As reported by Bisnis Bali, the government is accused of a failure to contemplate the effects of its food policy decisions, as exemplified by recent decision banning the import of beef into Indonesia, making Indonesia among the most expensive place to purchase beef.
With beef prices exceeding Rp. 80,000 (US$8) per kilogram, observers are saying the high prices demonstrate the abysmally poor planning of government agencies.
In Bali the negative effects of the ban on beef imports have been far reaching. High beef prices have seen farmers sell almost all the cattle, including even breeding stocks. Cattle populations on the Island are at an all time low. The chief of the Livestock Service (Dinas Paternakan) in Tabanan, Ni Ketut Warsiki, said: “Farmers are selling their cattle, but they are not buying new breeding stock because of high prices.”
Poor public policy is also reflected in the cost and availability of other agricultural products. Since January, the government has banned the import of 13 horticultural products.

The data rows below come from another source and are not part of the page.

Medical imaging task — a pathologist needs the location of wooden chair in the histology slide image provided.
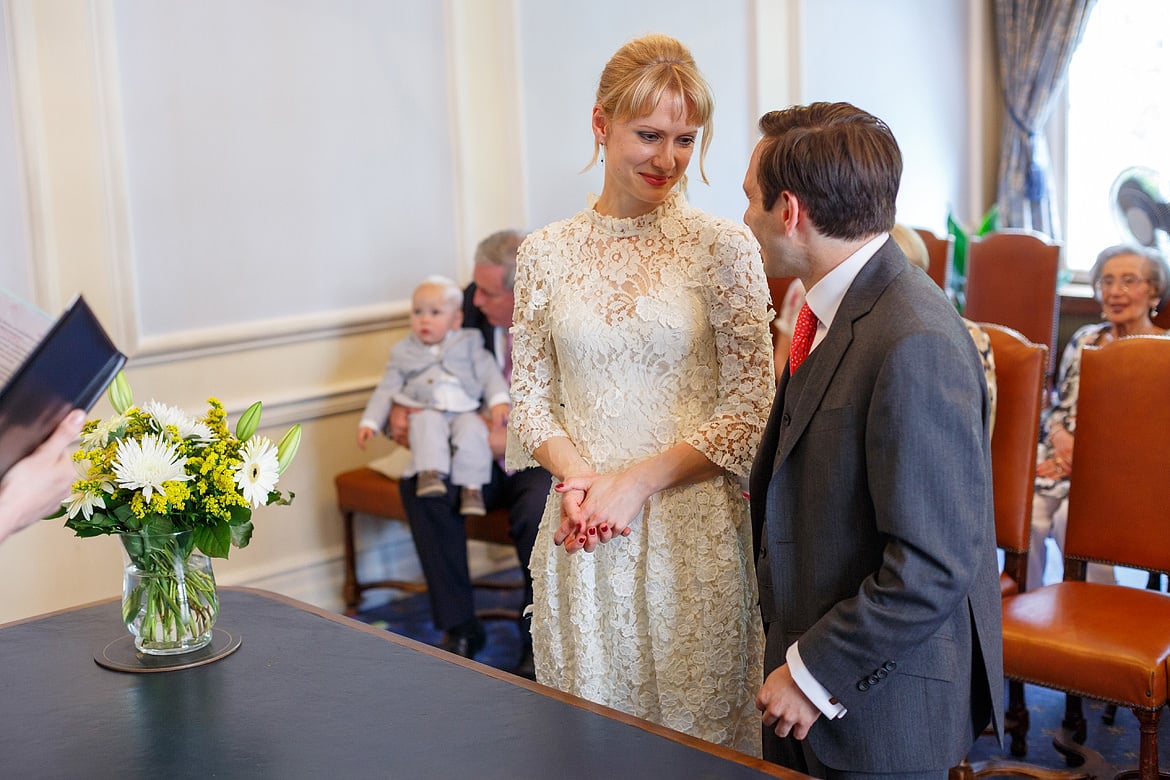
[914,228,954,290]
[963,230,1060,375]
[954,323,1048,778]
[1004,337,1170,780]
[333,468,524,620]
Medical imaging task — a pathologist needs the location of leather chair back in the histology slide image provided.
[1065,336,1170,572]
[963,230,1060,374]
[980,323,1048,591]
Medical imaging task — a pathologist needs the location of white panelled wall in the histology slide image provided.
[0,0,985,622]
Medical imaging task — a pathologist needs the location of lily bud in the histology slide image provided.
[108,371,135,414]
[276,423,301,474]
[235,401,261,441]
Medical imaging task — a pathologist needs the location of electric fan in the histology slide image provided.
[1109,167,1170,251]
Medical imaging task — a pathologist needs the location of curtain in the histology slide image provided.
[995,0,1096,239]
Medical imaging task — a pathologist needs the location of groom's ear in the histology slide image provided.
[772,189,808,236]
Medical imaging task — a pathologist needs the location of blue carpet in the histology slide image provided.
[353,568,524,671]
[970,685,1170,776]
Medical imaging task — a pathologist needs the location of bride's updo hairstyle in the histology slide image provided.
[585,34,715,186]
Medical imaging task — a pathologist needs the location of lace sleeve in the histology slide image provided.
[686,226,776,477]
[504,233,565,469]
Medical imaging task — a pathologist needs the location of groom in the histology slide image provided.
[744,103,1003,780]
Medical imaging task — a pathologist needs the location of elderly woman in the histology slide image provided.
[1027,246,1170,588]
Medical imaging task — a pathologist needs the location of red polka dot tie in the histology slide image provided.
[789,303,817,374]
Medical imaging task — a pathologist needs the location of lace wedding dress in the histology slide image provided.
[508,194,775,754]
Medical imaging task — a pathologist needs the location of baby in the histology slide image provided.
[358,276,511,515]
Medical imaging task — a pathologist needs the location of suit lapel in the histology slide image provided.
[769,240,907,474]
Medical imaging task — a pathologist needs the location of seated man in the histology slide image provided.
[390,230,542,677]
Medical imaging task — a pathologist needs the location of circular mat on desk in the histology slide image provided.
[94,626,242,672]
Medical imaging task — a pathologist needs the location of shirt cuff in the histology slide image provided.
[784,642,848,720]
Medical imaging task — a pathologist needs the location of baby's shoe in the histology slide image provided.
[414,471,447,498]
[459,488,488,517]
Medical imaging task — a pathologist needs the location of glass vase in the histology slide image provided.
[122,531,219,655]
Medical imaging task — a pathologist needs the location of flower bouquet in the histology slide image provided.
[54,373,301,655]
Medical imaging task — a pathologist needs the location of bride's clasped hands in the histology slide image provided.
[552,472,649,554]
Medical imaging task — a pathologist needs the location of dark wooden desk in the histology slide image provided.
[0,588,805,780]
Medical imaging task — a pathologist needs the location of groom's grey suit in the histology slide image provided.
[750,240,1004,774]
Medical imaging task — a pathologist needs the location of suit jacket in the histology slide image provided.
[750,241,1003,773]
[463,282,496,354]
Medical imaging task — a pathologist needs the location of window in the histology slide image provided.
[1065,0,1170,272]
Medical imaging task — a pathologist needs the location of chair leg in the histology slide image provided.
[342,512,362,615]
[1052,693,1096,766]
[1134,709,1162,780]
[1060,695,1088,745]
[1004,679,1031,758]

As a result, the cost of many produce items have skyrocketed at local markets.
The 13 items banned from importation during the period January – June 2013 include potatoes, cabbage, carrots, chilies, pineapples, melons, bananas, mangoes, papaya, during, chrysanthemums, orchids and heliconia.
The newspaper report points to chilies costs that have risen by a factor of 10-15 time to as much as Rp. 150,000 per kilogram.
Despite claiming to be an agricultural county, Indonesia is now a major importer of rice, vegetables and fruit further underlying the widespread perception that Indonesia lacks a comprehensive plan and strategy in agricultural food production.